Amy and Dave Freeman spent a year in the Boundary Waters Canoe Area in 2015 and 2016. Just released, the book ‘A Year In The Wilderness’ tells their story.
One September day in 2015, Amy and Dave Freeman packed up their canoe and paddled into the Boundary Waters Canoe Area. Twelve months later, they returned to their starting point at Birch Lake.
They did it to defend America’s most-visited backcountry destination—the Boundary Waters Canoe Area Wilderness. More than 1.1 million acres of unspoiled lakes and woodlands along the Minnesota-Canada border face a threat from sulfide-ore mining.
At the time, Twin Metals Minnesota hoped to construct a mine complex on the edge of the Boundary Waters, inside Superior National Forest.
The location of the proposed mine threatened to pollute the BWCA. Any spills would be hard to mitigate and likely spread rapidly. A single mine in this watershed could continually pollute the wilderness for at least 500 years.
“A Year In The Wilderness” recounts their year in the Minnesota wilds. They released it on September 23rd, one year after exiting the Boundary Waters.
Minnesota winters aren’t for the faint of heart. The -30-degree air temps and blustering wind would keep any sane person inside.
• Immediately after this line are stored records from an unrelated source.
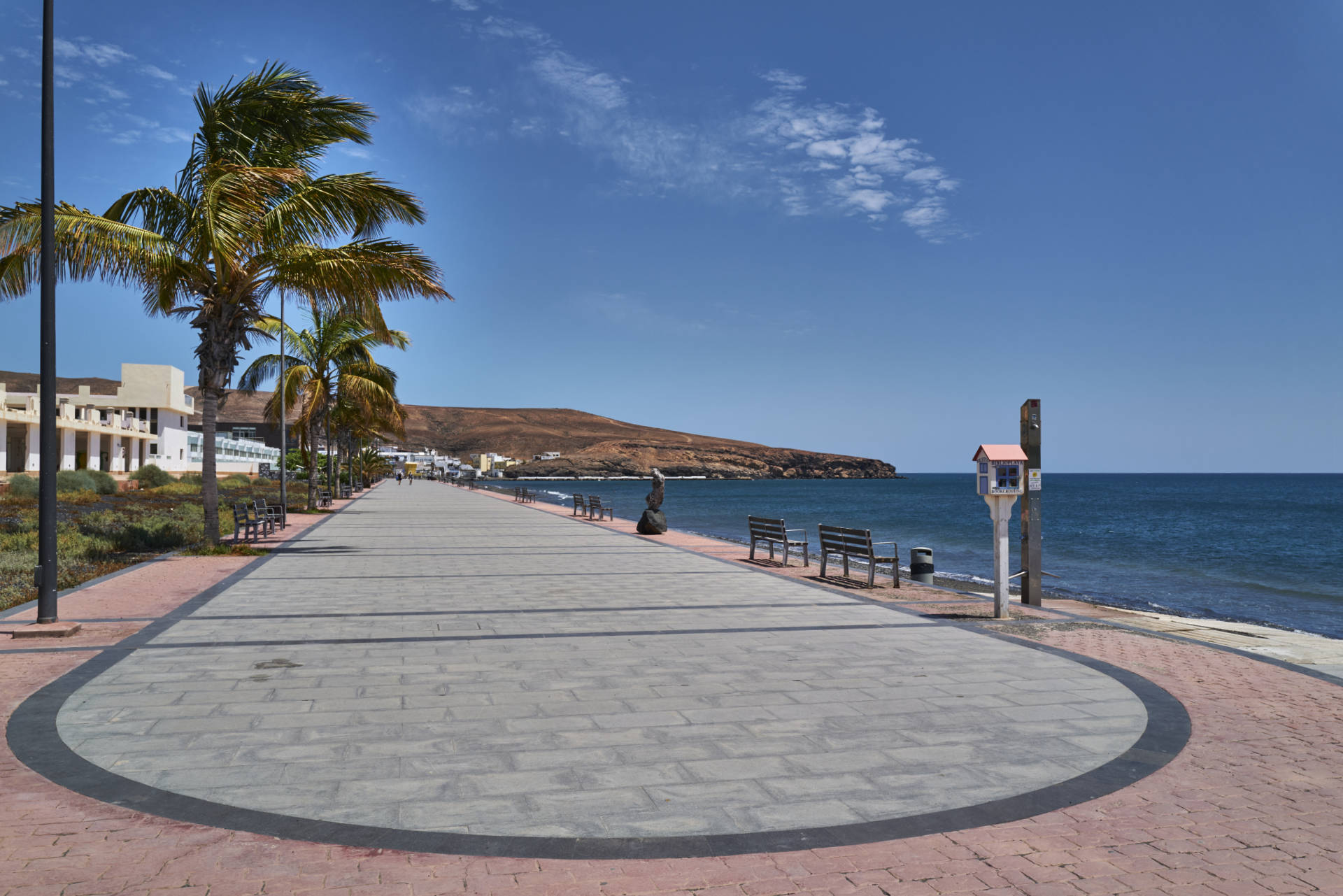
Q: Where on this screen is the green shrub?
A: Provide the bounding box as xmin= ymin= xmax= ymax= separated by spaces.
xmin=57 ymin=470 xmax=98 ymax=492
xmin=114 ymin=513 xmax=192 ymax=553
xmin=130 ymin=464 xmax=176 ymax=489
xmin=153 ymin=482 xmax=200 ymax=495
xmin=7 ymin=473 xmax=38 ymax=499
xmin=85 ymin=470 xmax=117 ymax=495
Read for a peek at their preparation days leading up the expedition.
Excerpt: A Year In The Wilderness
It was 11:00 p.m. on September 22, 2015, and we were busy sifting through the boxes of food and piles of gear strewn across our pre-expedition headquarters in a friend’s home near Ely, Minnesota.
Inside, the hardwood floors creaked and groaned. Outside, the moonlit silhouettes of black spruces through the window were a reminder of where we would soon be spending an entire year.
At that moment we were just ten miles south of the Canadian border and only a couple of miles from the next day’s destination: the Boundary Waters Canoe Area Wilderness, a roadless, million-acre maze of forests, lakes, wetlands, and rivers.
As we moved from pile to pile, worries and questions churned through our restless minds. Are we packing enough food? Should we bring two or three folding solar panels? Which charging cables do we need—and why does every electronic device seem to require a different one? Did we update all of our automatic bill payments and provide a forwarding address for our mail? Will our parents be able to get a message to us if Gran gets sick? How are we going to file our taxes in April?
And—perhaps above all—why are we worrying about laptops, digital cameras, and a satellite terminal before heading off on a canoe trip?
Weeks of frantic planning, organizing, and packing had led up to what was, for us, such a familiar act—piling food and gear into a canoe and paddling into the wilderness. We tried to tell ourselves that we had done this hundreds of times before and that the following day would be no different: we would load the canoe, zip up our life jackets, hop in, and paddle away.
But of course it would be different. In the morning there would be TV cameras and reporters. If all went as planned, a flotilla of canoes, pontoon boats, kayaks, and paddleboards would escort us to the Wilderness boundary, and we wouldn’t follow them out—much less lie in a bed, flip a light switch, or flush a toilet—until the earth had completed one full rotation around the sun.
Slowly the items we would need during each season found homes in fourteen plastic bins stacked along the wall, waiting to be neatly labeled. The electronics might have seemed the most daunting and out of place on such a journey, but they were quite possibly the most important pieces of equipment we would carry.